The second-biggest issue I have with “slice-of-life” in that sense is that it masks what lies beneath the mechanism that makes you go and call something a slice-of-life anime. Instead, people focus on the legalistic definition.  That is its sin. By doing so it makes people run in circles thinking what show is or is not a slice-of-life, but not thinking about the simple elements that evoke the feeling. Being a metaphor means it isn’t a legal, rational cause-effect concept; it’s closer to art and feeling, if you know what I mean. I mean, more people should be using and studying terms like “wabi sabi” or “mono no aware” because they are genuine JP lit/art crit terms that have a lot written for them, if they want to to do real crit. Instead we have kids jerking off to “slice of life.” It’s like reinventing the wheel wrong (and that is the biggest problem I have with the term).
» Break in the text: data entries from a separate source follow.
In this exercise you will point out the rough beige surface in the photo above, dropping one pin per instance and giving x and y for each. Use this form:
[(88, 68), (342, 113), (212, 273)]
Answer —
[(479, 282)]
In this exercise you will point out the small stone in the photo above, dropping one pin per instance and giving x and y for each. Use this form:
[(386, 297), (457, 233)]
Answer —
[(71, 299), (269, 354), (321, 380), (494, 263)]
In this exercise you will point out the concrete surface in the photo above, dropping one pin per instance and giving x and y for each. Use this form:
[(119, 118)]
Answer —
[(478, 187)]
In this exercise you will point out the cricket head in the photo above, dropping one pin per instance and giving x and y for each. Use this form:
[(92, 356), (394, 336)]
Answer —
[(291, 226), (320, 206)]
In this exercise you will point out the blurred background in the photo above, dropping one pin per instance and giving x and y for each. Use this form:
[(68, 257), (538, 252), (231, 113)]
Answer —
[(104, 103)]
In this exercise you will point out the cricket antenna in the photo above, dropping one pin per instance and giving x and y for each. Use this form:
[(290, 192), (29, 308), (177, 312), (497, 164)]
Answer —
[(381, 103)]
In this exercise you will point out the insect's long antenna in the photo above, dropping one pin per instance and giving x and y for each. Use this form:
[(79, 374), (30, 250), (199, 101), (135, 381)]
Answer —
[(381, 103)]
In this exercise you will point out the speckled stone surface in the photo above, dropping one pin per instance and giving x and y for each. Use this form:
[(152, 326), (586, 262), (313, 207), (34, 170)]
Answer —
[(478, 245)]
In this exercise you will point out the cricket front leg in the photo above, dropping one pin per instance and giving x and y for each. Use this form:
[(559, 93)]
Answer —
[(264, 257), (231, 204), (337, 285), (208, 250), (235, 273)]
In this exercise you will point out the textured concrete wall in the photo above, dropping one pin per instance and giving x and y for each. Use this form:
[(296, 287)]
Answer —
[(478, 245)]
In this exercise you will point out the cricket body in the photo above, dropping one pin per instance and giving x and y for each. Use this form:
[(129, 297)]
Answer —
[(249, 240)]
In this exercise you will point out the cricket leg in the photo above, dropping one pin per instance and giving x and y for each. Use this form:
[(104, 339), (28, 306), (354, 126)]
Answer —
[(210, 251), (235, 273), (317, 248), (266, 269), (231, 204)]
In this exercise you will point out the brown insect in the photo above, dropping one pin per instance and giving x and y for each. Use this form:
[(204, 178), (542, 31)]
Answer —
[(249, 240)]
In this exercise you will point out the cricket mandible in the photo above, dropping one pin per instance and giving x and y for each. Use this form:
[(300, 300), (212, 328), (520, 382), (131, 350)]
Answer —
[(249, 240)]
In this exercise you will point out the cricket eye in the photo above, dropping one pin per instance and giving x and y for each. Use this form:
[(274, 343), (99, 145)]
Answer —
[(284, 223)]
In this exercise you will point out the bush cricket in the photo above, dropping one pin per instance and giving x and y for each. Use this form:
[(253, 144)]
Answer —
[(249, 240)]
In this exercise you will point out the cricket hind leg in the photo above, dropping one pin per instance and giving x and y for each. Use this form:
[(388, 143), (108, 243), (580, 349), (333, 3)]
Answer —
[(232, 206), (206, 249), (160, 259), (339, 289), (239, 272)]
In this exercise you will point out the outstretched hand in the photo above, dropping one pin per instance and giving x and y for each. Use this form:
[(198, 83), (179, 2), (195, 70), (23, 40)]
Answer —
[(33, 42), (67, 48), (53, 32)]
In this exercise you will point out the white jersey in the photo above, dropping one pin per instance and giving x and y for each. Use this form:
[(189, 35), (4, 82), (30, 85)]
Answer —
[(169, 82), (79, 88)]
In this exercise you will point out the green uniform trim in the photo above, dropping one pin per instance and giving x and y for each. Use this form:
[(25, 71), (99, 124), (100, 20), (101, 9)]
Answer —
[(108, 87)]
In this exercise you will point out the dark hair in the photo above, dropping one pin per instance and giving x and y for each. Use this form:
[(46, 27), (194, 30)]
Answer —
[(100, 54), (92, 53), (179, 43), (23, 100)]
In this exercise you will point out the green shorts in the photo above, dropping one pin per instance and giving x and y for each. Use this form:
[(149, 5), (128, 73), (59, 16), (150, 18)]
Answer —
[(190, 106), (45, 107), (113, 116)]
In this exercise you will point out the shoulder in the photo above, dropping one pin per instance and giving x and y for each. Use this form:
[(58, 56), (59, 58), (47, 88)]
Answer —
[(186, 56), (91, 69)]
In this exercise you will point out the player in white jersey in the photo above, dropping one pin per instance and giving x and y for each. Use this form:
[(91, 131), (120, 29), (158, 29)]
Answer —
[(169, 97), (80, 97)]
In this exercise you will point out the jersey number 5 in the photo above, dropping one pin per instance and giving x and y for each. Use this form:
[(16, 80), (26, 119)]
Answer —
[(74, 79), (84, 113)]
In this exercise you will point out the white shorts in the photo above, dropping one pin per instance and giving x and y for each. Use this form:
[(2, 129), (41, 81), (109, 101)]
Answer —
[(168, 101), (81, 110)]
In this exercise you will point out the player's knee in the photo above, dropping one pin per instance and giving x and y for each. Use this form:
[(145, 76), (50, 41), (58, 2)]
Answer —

At the very least, I’d rather brand stuff by terms like “iyashikei” or “kuukikei”  because at least those terms are prescriptive and not some kind of vague metaphor, if we must use some otaku terms.

Unlike a zombie, however, I can’t point a gun at a figure of speech and shoot it (again and again) dead (again and again). All I can do is rage quietly at my inability to translate all this fandom academia from Japan, who’s been at this for longer than we have and have a more mature framework.